Although we still have “Shell” branded servos, in fact they’re not owned by Shell. They were all sold to Vitol (a large, privately-owned Dutch-based trading company) several years back, along with the Geelong refinery. There appear to be moves afoot to list the business (now known as Viva Energy) on the ASX.
However, many servos are managed by Wesfarmers/Coles as “Coles Express”. I don’t know how the deal works, but it seems that somewhere along the line, Wesfarmers/Coles are exposed to the price of fuel and at present are being hit by the price of fuel supplied to them by Viva Energy.
In fact, in the quarter to March 2018, Wesfarmers stated that, “Total Coles Express sales, including fuel, for the quarter were $1.3 billion, a decrease of 8.0 per cent on the prior corresponding period, driven by lower fuel volumes”. In fact, it was stated that, “For the quarter, headline fuel volumes decreased 14.6 per cent and comparable fuel volumes decreased 15.9 per cent”.
“Coles Express’ earnings decreased due to changes in the commercial terms of its fuel supply arrangement”.
Put another way, seemingly Viva Energy are giving Wesfarmers/Coles a hard time on fuel prices. For the average driver, its shows.

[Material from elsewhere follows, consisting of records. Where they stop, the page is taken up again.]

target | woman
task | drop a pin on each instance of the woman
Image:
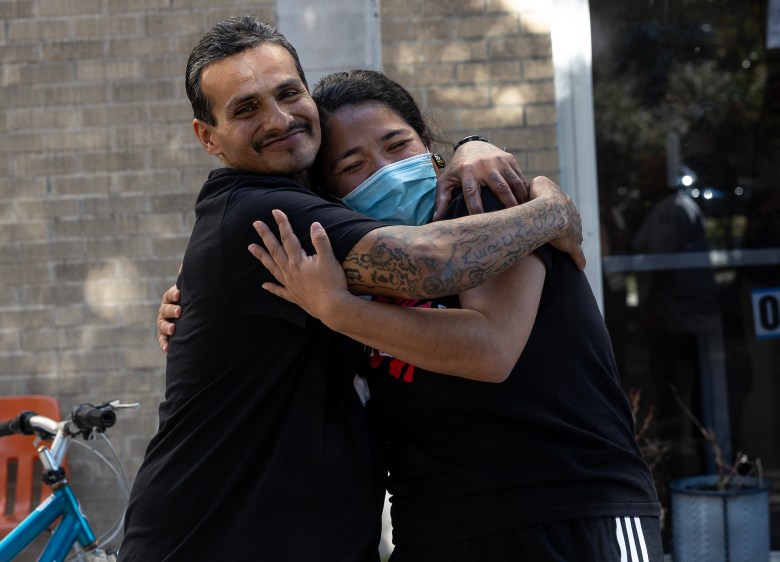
(543, 466)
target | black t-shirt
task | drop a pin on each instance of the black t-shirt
(554, 441)
(264, 451)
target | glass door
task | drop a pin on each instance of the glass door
(687, 121)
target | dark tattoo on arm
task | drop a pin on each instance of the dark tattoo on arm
(448, 257)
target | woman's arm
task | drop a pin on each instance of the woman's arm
(481, 341)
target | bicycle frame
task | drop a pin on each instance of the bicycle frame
(73, 528)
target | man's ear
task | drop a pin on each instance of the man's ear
(203, 132)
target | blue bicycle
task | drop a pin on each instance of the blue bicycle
(73, 531)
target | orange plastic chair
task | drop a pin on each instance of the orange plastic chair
(21, 489)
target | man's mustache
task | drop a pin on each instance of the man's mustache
(295, 127)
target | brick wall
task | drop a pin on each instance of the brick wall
(479, 66)
(99, 170)
(98, 174)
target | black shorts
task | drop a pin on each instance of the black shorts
(606, 539)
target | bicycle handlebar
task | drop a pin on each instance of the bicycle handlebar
(19, 424)
(84, 418)
(87, 416)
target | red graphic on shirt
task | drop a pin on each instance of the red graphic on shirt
(395, 367)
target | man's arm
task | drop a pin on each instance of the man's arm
(477, 164)
(449, 257)
(496, 317)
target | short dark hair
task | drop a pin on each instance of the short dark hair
(359, 86)
(226, 38)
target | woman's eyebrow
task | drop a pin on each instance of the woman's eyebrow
(350, 151)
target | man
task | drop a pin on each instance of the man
(265, 451)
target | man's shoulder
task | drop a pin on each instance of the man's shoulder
(228, 179)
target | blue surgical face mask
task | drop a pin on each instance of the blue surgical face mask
(401, 193)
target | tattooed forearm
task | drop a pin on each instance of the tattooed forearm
(448, 257)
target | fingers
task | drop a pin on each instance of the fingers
(169, 310)
(472, 195)
(517, 183)
(273, 250)
(320, 241)
(172, 295)
(290, 242)
(444, 187)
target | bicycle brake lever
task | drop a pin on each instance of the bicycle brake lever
(115, 404)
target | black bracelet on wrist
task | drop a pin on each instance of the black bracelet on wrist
(469, 139)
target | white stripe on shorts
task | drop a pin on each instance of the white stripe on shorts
(622, 533)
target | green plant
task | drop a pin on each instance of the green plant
(742, 465)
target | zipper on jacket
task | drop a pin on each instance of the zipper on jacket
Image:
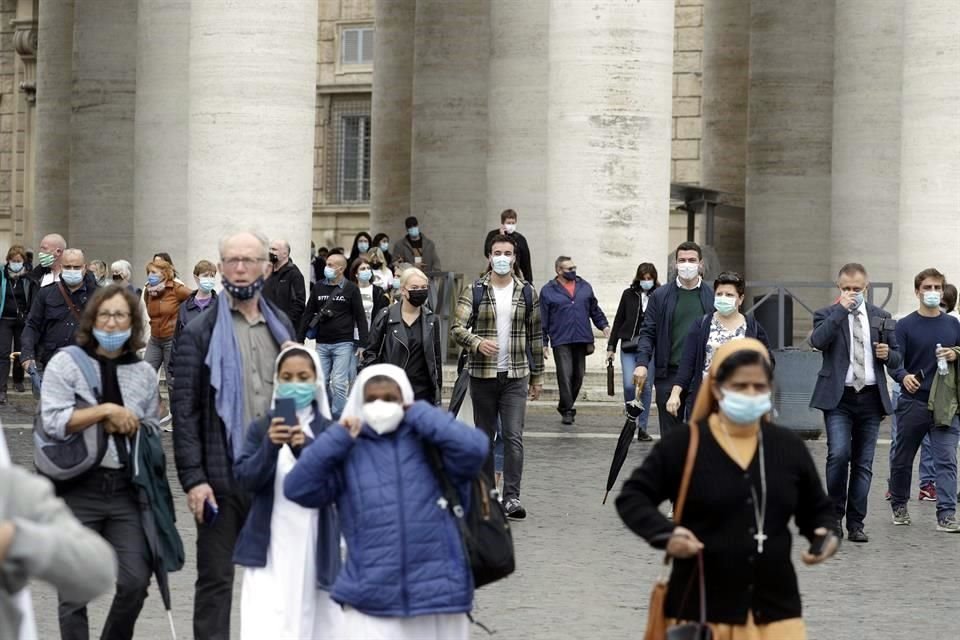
(403, 530)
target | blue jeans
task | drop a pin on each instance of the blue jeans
(852, 430)
(628, 362)
(914, 421)
(336, 361)
(928, 474)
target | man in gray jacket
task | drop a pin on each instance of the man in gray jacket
(41, 540)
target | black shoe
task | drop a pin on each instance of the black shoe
(857, 535)
(514, 509)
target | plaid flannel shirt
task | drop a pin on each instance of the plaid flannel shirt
(525, 331)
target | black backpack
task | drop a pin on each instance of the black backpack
(484, 531)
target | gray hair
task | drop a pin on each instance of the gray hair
(262, 239)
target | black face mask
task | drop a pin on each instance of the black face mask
(418, 297)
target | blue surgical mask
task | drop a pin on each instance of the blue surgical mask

Most of us have observed that Coles Express prices are the slowest to move when the pricing cycle for petrol is in the falling stages.
But now it seems also to manifest itself in another way as well: buying petrol at a Coles Express servo recently, at about half the pumps, there was no hose for 91 octane unleaded. The hoses at the pumps concerned were all dedicated to diesel and “premium” products (including premium diesel). On the assumption that 91 octave unleaded is the most price-competitive product, and perhaps the least profitable, is it just me, or do I detect a desire to forego volume in the interests of profit. Perhaps more sinisterly, the result may also be that motorists unable to shift their vehicle to another pump may have no alternative but to buy a premium product which their vehicle doesn’t need.
EDIT: The graphs here confirm that, in 2017, Coles Express had, on average, the highest prices.